Não vou nem negar que sou dessas que viajam por qualquer motivo - e inclusive por um motivo específico, que eu chamo carinhosamente de "esquecer das merdas". 

Começou em 2009, na primeira grande decepção. Virou um hábito. E cada vez mais eu tenho mais motivos pra viajar, faço mais amigos, conheço mais coisas. E assim as merdas realmente ficam pra trás, não é maravilhoso isso? A estrada passa por mim, e eu passo por ela. É uma espécie de calmante duradouro, olhar pelo vidro do ônibus enquanto ouço mil músicas, e saber que, no fim do arco-íris da viagem vai ter uma pessoa (ou mais) querida me esperando na rodô, que vai dizer "e aí, vamos beber?".

Não é fácil viver, a gente sabe bem disso.

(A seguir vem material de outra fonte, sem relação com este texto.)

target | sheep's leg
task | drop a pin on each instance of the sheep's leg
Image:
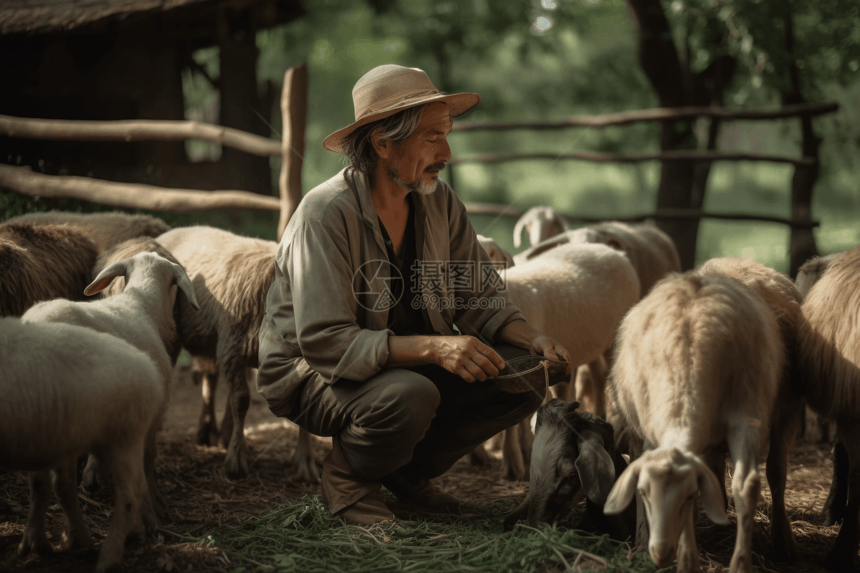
(716, 460)
(688, 552)
(92, 478)
(746, 486)
(35, 540)
(304, 466)
(152, 511)
(514, 467)
(205, 372)
(479, 456)
(834, 507)
(76, 533)
(234, 370)
(842, 555)
(787, 417)
(126, 464)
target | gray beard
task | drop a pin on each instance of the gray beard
(418, 186)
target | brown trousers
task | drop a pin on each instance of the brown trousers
(417, 421)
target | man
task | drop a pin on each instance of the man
(359, 341)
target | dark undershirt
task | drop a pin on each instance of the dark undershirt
(404, 320)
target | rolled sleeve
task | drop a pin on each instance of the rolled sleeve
(481, 322)
(324, 306)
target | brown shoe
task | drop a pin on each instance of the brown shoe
(422, 495)
(369, 510)
(349, 495)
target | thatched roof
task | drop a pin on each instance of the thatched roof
(38, 17)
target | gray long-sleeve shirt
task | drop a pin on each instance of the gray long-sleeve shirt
(327, 308)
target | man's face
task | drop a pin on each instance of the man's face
(416, 161)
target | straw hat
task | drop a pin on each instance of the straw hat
(385, 90)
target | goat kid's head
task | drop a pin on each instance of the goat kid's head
(147, 267)
(668, 481)
(569, 457)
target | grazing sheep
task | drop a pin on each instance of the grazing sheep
(496, 253)
(40, 263)
(105, 229)
(141, 315)
(700, 363)
(232, 276)
(574, 455)
(578, 296)
(829, 360)
(539, 223)
(60, 402)
(651, 251)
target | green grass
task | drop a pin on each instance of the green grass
(300, 535)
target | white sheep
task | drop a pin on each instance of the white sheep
(232, 276)
(578, 296)
(40, 263)
(828, 355)
(68, 391)
(701, 364)
(651, 251)
(495, 252)
(104, 229)
(539, 223)
(142, 315)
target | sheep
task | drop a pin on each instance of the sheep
(577, 296)
(40, 263)
(651, 251)
(232, 276)
(539, 223)
(495, 252)
(116, 253)
(60, 402)
(828, 356)
(574, 456)
(141, 315)
(701, 362)
(105, 229)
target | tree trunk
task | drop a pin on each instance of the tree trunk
(802, 243)
(239, 98)
(659, 61)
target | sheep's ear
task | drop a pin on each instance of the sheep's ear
(622, 492)
(712, 494)
(595, 467)
(104, 278)
(184, 283)
(518, 231)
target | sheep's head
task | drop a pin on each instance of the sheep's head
(147, 268)
(668, 481)
(569, 456)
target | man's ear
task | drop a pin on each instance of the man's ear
(383, 147)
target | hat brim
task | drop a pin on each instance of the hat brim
(460, 104)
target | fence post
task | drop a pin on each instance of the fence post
(294, 110)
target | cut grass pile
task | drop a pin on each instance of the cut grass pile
(300, 535)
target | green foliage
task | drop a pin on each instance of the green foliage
(300, 535)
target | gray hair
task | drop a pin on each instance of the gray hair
(358, 145)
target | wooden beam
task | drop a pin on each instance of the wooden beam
(137, 130)
(294, 111)
(501, 210)
(612, 158)
(130, 195)
(656, 114)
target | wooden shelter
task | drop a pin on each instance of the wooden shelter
(122, 60)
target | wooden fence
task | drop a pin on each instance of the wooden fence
(294, 100)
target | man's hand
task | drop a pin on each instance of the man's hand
(467, 357)
(549, 348)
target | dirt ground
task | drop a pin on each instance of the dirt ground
(202, 499)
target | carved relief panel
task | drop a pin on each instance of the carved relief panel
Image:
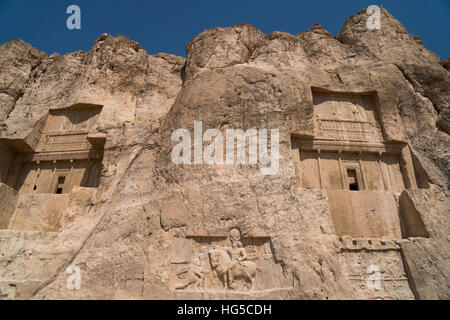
(225, 264)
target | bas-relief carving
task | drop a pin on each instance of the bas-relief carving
(349, 158)
(225, 264)
(361, 267)
(368, 260)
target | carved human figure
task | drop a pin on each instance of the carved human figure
(193, 275)
(231, 263)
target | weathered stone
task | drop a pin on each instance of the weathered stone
(360, 192)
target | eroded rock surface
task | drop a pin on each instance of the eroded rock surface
(361, 190)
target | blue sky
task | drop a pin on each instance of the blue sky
(167, 26)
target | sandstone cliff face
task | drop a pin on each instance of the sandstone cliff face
(133, 234)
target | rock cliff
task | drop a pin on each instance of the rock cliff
(152, 229)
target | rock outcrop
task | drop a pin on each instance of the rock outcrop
(153, 229)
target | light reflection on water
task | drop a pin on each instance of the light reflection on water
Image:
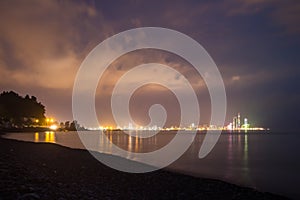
(269, 162)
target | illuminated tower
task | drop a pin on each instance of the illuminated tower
(234, 123)
(239, 121)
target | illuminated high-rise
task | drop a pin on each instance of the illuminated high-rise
(234, 123)
(239, 121)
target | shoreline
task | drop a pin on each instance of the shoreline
(51, 171)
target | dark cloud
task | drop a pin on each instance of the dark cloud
(255, 44)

E o que funciona pra uma pessoa pode muito bem não funcionar pra outra. Já fui mil vezes criticada, com discursos de "você foge do problema". Fujo? não, eu volto, e resolvo. E volto de cabeça fresca, disposta a lidar com tudo de frente. E já ficou mais que decidido, que em 2012, não vou aguentar merdas de ninguém. Não sou obrigada.

Vou arrumar uma mala vintage e colar selo de todos os lugares que vou. Assim me refugio no que é bom e precioso.